On the group’s Web site it created three animated stories of how insurance improves our lives. Sam, an asthmatic Little Leaguer, is the third best batter on his team, the narrator says, “all thanks” to a health program “funded by a Connecticut insurance company.” Now Sam can play basketball at the “insurance-supported Boys & Girls Club near his house, the house his mom bought through a home ownership program developed with an insurance foundation grant.”

Then, to show how much residents really value the insurance industry (or, maybe, how well its ads worked) the group surveyed 800 residents and found that 93 percent believe the insurance industry plays an important role in the state’s economy.

Among questions that weren’t asked: “Are you happy with how much you pay for health insurance in light of the $30.86 million in total compensation that Aetna CEO Ronald A. Williams took home last year?”

All sides play the polling game, of course. Connecticut Voices for Children, a backer of expanding health care, released poll results in March commissioned by the New England Alliance of Children’s Health, which pushes for more health care across the region. Conducted by Lake Research Partners, a liberal D.C. polling firm funded by labor unions, those results showed that 89 percent of 400 Connecticut voters wanted health care for all children.

Just Cause
Just as with the insurers, the health care advocates had little doubt when beginning their poll that the results would help their cause. Respondents were asked to rate their level of agreement or disagreement with reasons for spending more on children’s insurance, such as “All children should have the health care they need to grow and learn.” About 96 percent at least somewhat agreed, but who wouldn’t?

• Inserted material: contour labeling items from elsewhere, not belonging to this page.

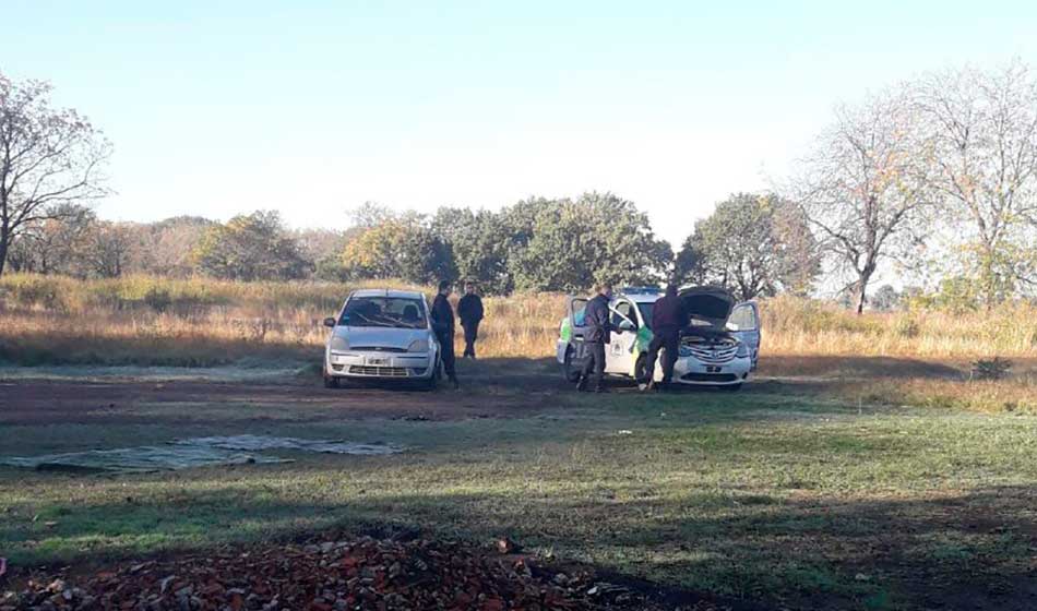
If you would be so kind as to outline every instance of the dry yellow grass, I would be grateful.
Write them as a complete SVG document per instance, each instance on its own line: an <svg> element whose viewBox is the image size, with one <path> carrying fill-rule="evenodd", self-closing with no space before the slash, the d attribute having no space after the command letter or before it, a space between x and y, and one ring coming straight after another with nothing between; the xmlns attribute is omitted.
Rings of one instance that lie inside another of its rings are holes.
<svg viewBox="0 0 1037 611"><path fill-rule="evenodd" d="M312 355L324 316L349 290L329 283L231 283L131 276L115 280L7 275L0 278L0 359L13 362L206 364L248 356ZM410 287L433 291L427 287ZM487 298L480 352L553 354L564 297ZM761 304L765 356L870 356L955 360L1037 357L1037 308L934 310L857 316L818 301Z"/></svg>

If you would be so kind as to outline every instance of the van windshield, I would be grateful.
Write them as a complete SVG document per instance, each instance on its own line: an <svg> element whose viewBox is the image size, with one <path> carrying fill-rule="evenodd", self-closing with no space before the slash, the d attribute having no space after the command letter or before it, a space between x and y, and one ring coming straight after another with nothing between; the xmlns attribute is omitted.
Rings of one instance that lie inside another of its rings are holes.
<svg viewBox="0 0 1037 611"><path fill-rule="evenodd" d="M338 324L346 326L388 326L425 328L425 304L406 297L354 297L346 302Z"/></svg>
<svg viewBox="0 0 1037 611"><path fill-rule="evenodd" d="M652 309L655 308L655 303L649 303L643 301L637 303L637 310L641 310L641 320L644 321L644 326L652 328Z"/></svg>

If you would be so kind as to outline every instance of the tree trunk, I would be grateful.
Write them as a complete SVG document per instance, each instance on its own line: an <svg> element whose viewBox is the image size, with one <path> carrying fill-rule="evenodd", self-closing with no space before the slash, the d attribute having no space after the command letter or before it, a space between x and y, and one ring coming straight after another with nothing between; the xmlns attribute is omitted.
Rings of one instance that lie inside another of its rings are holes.
<svg viewBox="0 0 1037 611"><path fill-rule="evenodd" d="M857 314L865 313L865 303L868 301L868 283L871 281L871 275L874 271L865 271L857 278Z"/></svg>
<svg viewBox="0 0 1037 611"><path fill-rule="evenodd" d="M0 276L3 276L3 266L8 262L8 233L0 231Z"/></svg>

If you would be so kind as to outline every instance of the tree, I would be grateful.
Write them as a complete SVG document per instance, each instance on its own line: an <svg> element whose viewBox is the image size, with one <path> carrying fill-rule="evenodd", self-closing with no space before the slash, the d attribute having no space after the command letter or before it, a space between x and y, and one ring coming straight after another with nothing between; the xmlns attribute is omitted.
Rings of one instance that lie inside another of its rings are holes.
<svg viewBox="0 0 1037 611"><path fill-rule="evenodd" d="M678 254L678 277L728 287L741 300L809 292L817 244L798 206L774 195L739 193L695 224Z"/></svg>
<svg viewBox="0 0 1037 611"><path fill-rule="evenodd" d="M141 236L146 248L134 254L134 267L162 276L190 276L202 236L216 225L200 216L174 216L147 225Z"/></svg>
<svg viewBox="0 0 1037 611"><path fill-rule="evenodd" d="M931 229L931 167L932 146L906 91L839 108L803 161L791 199L801 202L829 261L850 276L858 313L880 263L904 260Z"/></svg>
<svg viewBox="0 0 1037 611"><path fill-rule="evenodd" d="M246 281L301 278L312 268L276 212L257 211L211 227L194 257L206 274Z"/></svg>
<svg viewBox="0 0 1037 611"><path fill-rule="evenodd" d="M871 306L880 312L891 312L901 306L901 293L892 285L882 285L871 299Z"/></svg>
<svg viewBox="0 0 1037 611"><path fill-rule="evenodd" d="M476 281L490 293L512 290L508 273L509 233L500 215L441 207L432 217L430 229L450 248L460 279Z"/></svg>
<svg viewBox="0 0 1037 611"><path fill-rule="evenodd" d="M50 92L0 74L0 275L26 229L108 192L110 144L75 110L51 108Z"/></svg>
<svg viewBox="0 0 1037 611"><path fill-rule="evenodd" d="M1037 286L1037 79L1015 61L930 74L918 91L935 146L932 184L980 298L989 307Z"/></svg>
<svg viewBox="0 0 1037 611"><path fill-rule="evenodd" d="M401 278L430 284L456 274L450 248L417 215L369 227L346 244L342 264L345 276L351 278Z"/></svg>
<svg viewBox="0 0 1037 611"><path fill-rule="evenodd" d="M533 212L525 216L533 227L510 261L516 288L580 291L601 281L656 283L670 272L672 250L633 202L611 193L534 202L521 204Z"/></svg>
<svg viewBox="0 0 1037 611"><path fill-rule="evenodd" d="M83 276L80 253L97 217L79 204L61 204L52 212L22 228L8 250L8 263L16 272Z"/></svg>
<svg viewBox="0 0 1037 611"><path fill-rule="evenodd" d="M82 257L94 276L118 278L130 263L139 238L130 223L100 221L87 231Z"/></svg>

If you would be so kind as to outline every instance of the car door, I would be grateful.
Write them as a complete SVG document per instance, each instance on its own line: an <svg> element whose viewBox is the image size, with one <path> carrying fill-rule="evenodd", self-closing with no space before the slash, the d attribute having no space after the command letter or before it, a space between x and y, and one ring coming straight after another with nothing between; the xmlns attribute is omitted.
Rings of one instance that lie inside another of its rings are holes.
<svg viewBox="0 0 1037 611"><path fill-rule="evenodd" d="M584 344L587 333L587 301L586 297L571 297L569 299L569 346L573 350L572 363L574 369L583 369L587 362L587 347Z"/></svg>
<svg viewBox="0 0 1037 611"><path fill-rule="evenodd" d="M634 344L637 342L636 307L627 299L609 306L612 336L605 355L605 371L632 375L634 371Z"/></svg>
<svg viewBox="0 0 1037 611"><path fill-rule="evenodd" d="M760 359L760 310L755 301L746 301L735 306L727 319L727 330L742 344L749 347L752 368L756 369Z"/></svg>

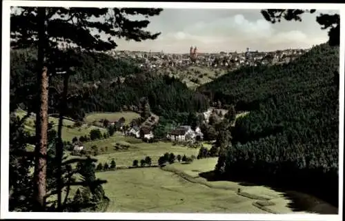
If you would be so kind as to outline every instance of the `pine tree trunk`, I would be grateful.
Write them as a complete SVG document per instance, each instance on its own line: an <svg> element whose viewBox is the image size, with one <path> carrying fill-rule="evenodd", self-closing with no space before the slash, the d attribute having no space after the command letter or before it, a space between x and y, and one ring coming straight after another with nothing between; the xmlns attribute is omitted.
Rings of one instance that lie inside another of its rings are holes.
<svg viewBox="0 0 345 221"><path fill-rule="evenodd" d="M61 192L63 186L62 182L62 157L63 155L63 144L62 142L62 126L64 110L67 102L67 91L68 84L68 73L63 76L63 92L62 94L62 102L60 104L60 114L59 116L59 126L57 130L57 143L56 146L57 160L57 208L58 211L61 211Z"/></svg>
<svg viewBox="0 0 345 221"><path fill-rule="evenodd" d="M38 111L36 113L35 163L34 176L34 210L44 211L46 206L46 182L47 170L47 140L48 140L48 75L44 66L46 47L46 8L39 8L39 50L38 66L41 68L37 73L39 87Z"/></svg>

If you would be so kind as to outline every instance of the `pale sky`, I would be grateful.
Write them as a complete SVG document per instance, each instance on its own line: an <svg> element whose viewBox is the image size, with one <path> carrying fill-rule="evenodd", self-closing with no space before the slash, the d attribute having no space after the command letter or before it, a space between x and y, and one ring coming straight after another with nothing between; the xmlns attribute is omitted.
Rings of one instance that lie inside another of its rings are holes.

The survey did probe further, asking if each American should be willing to pay $28 per year to cut the number of uninsured children in half. Most respondents agreed.

But it is too bad the group didn’t survey babies, children and the indigent, because all Americans seem to be included in the $28-per-American estimate, and it’s a good bet we won’t see toddlers filling out I.R.S. forms come April. It’s also unlikely the group would find agreement on the cost it suggests, $8 billion per year, among conservative taxpayers groups.

Did they survey the Yankee Institute?

Jonathan O’Connell is a Hartford Business Journal Staff Writer.